Witajcie!
Dziś zapraszam Was na chili con carne po mojemu. Pewnie do idealnego smaku mu sporo brakuje, ale po reakcjach domowników sądzę, że wyszło mi całkiem dobrze : )
*Porcja na zdjęciu jest gigantyczna, ale to tylko sposób podania : D
Składniki: (z racji, że to danie jednogarnkowe ugotowałam dość sporo, starczyło na 2 dni)
-mięso mielone - 500g pamiętajcie, że najlepsze jest zmielone własnoręcznie lub w sklepie mięsnym. Wtedy macie pewność, że jest to naprawdę kawałek mięsa a nie tłuszczu. Ja użyłam mięsa mielonego 100% z łopatki, ale dobre będzie wołowe.
-papryka czerwona - jedna, duża
-papryczka chili - jedna lub dwie, zależy od stopnia ostrości jaki preferujemy
-fasola czerwona z puszki - pół opakowania
-cebula - jedna duża
-pomidory w puszce - jedno opakowanie
-koncentrat pomidorowy - 2 łyżki
-olej rzepakowy- łyżka
-przyprawy: pieprz, sól, papryka słodka.
* w oryginale dodaje się również kukurydze.
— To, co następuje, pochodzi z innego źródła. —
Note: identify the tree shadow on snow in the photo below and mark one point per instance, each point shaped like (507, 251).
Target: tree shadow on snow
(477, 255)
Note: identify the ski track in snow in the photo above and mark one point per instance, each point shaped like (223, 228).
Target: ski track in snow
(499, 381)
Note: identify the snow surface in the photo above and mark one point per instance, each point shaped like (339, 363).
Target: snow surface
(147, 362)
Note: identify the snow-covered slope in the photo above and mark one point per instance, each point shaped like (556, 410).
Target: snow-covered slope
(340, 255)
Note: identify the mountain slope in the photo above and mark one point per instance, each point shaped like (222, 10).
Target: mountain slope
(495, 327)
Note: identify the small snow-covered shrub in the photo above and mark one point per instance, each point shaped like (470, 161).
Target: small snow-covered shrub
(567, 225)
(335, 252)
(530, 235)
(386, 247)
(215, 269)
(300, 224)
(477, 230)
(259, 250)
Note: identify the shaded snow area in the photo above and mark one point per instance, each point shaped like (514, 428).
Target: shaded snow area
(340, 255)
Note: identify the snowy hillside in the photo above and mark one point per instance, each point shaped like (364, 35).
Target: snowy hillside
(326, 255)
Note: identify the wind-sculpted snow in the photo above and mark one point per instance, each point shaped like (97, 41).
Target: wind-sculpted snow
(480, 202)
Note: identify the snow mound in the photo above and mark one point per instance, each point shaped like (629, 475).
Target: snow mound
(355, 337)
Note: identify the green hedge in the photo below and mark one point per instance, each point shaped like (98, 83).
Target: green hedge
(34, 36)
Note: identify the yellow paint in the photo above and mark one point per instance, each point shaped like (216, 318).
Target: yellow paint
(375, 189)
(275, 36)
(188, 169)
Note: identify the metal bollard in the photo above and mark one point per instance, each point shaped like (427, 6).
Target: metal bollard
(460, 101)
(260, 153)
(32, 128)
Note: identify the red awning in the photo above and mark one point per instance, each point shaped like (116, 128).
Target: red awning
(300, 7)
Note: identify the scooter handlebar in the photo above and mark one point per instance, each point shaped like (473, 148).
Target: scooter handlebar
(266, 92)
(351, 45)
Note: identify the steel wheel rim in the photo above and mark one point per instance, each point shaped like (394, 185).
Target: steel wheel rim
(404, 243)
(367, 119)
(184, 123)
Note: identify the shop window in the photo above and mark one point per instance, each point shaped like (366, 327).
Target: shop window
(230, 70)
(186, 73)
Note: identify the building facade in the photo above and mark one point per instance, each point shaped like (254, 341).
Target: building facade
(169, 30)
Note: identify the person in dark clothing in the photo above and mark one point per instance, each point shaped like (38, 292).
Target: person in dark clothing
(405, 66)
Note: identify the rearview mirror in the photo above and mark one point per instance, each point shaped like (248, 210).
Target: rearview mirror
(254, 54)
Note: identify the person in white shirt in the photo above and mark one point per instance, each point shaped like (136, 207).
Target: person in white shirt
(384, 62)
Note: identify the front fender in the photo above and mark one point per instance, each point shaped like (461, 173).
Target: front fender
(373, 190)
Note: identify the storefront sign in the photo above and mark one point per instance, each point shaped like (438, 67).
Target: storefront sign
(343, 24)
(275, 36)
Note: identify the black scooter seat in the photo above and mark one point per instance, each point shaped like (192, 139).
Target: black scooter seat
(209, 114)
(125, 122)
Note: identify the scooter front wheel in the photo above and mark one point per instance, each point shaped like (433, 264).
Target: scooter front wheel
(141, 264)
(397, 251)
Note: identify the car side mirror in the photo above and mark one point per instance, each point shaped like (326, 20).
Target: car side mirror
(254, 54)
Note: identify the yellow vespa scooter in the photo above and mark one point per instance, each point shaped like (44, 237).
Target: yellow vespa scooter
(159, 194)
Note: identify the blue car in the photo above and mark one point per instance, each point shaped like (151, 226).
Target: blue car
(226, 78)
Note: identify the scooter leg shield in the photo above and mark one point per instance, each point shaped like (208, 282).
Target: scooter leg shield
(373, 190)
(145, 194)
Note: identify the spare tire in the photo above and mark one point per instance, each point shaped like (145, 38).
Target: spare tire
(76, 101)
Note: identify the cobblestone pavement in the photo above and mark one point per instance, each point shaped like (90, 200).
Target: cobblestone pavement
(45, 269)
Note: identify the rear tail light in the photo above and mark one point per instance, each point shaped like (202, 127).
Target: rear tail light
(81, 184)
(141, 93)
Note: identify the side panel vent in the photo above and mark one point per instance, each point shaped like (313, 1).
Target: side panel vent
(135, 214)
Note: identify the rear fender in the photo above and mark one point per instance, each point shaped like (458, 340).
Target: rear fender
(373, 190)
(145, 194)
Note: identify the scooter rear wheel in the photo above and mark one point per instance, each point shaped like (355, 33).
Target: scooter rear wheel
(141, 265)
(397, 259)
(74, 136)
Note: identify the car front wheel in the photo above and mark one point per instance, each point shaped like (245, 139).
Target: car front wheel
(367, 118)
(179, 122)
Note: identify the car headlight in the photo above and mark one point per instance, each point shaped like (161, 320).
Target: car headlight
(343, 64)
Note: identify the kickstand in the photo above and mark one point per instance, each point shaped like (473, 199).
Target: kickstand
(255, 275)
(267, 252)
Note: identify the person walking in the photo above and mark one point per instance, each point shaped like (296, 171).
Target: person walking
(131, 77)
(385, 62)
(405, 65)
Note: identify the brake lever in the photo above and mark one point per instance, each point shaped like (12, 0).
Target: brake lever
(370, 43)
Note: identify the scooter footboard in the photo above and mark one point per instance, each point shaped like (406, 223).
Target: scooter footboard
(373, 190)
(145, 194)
Ja nie używam zbyt często.
Przygotowanie:
1. Na patelni rozgrzewamy olej i podsmażamy na nim pokrojoną w kostkę cebulę.
2. Dokładamy mięso i podsmażamy całość. Następnie dodajemy pokrojoną drobno papryczkę chili, paprykę czerwoną, paprykę słodką i podlewamy gorącą wodą i przykrywamy pokrywką.
3. Dusimy przez chwilę, aż papryka zmięknie. Następnie dokładamy pomidory z puszki i nadal dusimy.
4. Dodajemy koncentrat pomidorowy, doprawiamy pieprzem i solą. Na koniec dokładamy fasolę czerwoną i jeszcze chwilę gotujemy.
Danie jest szybkie w przygotowaniu, może nie jest ono uważane za typowo dietetyczne, ale tak naprawdę zawiera same naturalne składniki. Jeśli zadbamy o jakość mięsa, to będzie stanowić dobry i odżywczy posiłek.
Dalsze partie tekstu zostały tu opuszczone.